In Fall 2019, I attended a small round-table discussion by the Environmental Justice Collective, which first introduced this idea to me about how abolition can be a framework through which we can collectively work toward a world of environmental justice. A few months after that the pandemic started, and incarcerated people were one of the worst hit populations in the United States. I was reading an article, I believe by the New York Times, about how some politicians expressed hesitancy at releasing incarcerated people in California despite the life-threatening nature of COVID in prisons because their labor was needed to fight the historic wildfire season. I went down a research hole that day and just knew that this specific issue was a struggle I was invested in.
Can you share the most important thing you’ve learned in college?
I became an abolitionist in college. I think a lot of public discourse—in the belief that a world without prisons is impossible—would label abolitionists as both unreasonably angry and hopeful, as well as naïve about the world. I don’t think that’s right. Believing in and struggling for an abolitionist future requires an incredible amount of love and compassion for others as well as a deep dedication to understanding and working alongside our communities. Being an abolitionist requires an open mind and a strong commitment to rethinking and restructuring your relationships, actions and conceptions of the world. That’s not naïve, that’s brave. And it was through the classes I took, the relationships I formed, and the work I did while at UT that I developed that bravery, love and commitment that allowed me to engage in abolitionist thought and practices.
What are your professional goals?
I want to help others learn. Education has the potential to generate so much change – it pushes people to be vulnerable as they explore new worlds and it energizes students as they develop new passions. It teaches us to engage with one another and with the world in new and more interesting ways. I see [teaching] playing out in a couple of different ways in my life. I know I want to be a public high school teacher in history or ethnic studies. I also would really like to work in an education and outreach role within an advocacy or nonprofit organization at some point. I’ve worked at the study abroad office before and would love to get a chance to work in another one. I think in my ideal world, I would just get to bounce around these different positions based on my interests at that point in my life.

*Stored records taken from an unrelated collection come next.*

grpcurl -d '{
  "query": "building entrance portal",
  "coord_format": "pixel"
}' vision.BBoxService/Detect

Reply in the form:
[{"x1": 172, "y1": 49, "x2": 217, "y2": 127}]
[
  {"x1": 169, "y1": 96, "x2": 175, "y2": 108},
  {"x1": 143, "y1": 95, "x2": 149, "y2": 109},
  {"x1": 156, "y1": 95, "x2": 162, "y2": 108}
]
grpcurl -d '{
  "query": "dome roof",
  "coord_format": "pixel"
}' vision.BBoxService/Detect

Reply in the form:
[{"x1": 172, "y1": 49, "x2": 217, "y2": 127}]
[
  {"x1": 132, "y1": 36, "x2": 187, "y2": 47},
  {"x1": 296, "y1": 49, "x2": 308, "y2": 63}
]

What do you love most about teaching?
My answer to this question probably varies from day to day, but today I would say my favorite part about teaching is the mutual development of my students’ and my beliefs and skills over time. I feel like children are, or historically have been, extremely underestimated and almost disrespected—you often hear that they’re “too young” to understand this social problem or that mathematical concept or that “adults know best.” I reject that wholeheartedly.

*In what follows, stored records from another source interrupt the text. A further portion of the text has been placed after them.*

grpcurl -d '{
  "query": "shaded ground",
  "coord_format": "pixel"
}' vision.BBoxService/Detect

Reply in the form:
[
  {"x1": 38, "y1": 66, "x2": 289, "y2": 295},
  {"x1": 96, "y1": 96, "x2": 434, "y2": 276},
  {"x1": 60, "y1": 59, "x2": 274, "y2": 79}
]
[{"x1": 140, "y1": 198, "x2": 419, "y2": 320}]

I’ve had serious conversations with my then 12-year-old brother about things like the coup d’état in Chile or prison abolition. I’ve had discussions with my high school students about what the value of political activism and community organizing even is when you’re marginalized and suppressed by the government. These conversations have always ended with insightful commentary and questions on their part and a deeper understanding and more critical awareness on mine. So, I love being able to undergo the learning process alongside my students—they are capable of understanding and growing so much, and it’s amazing to be able to take that journey with them.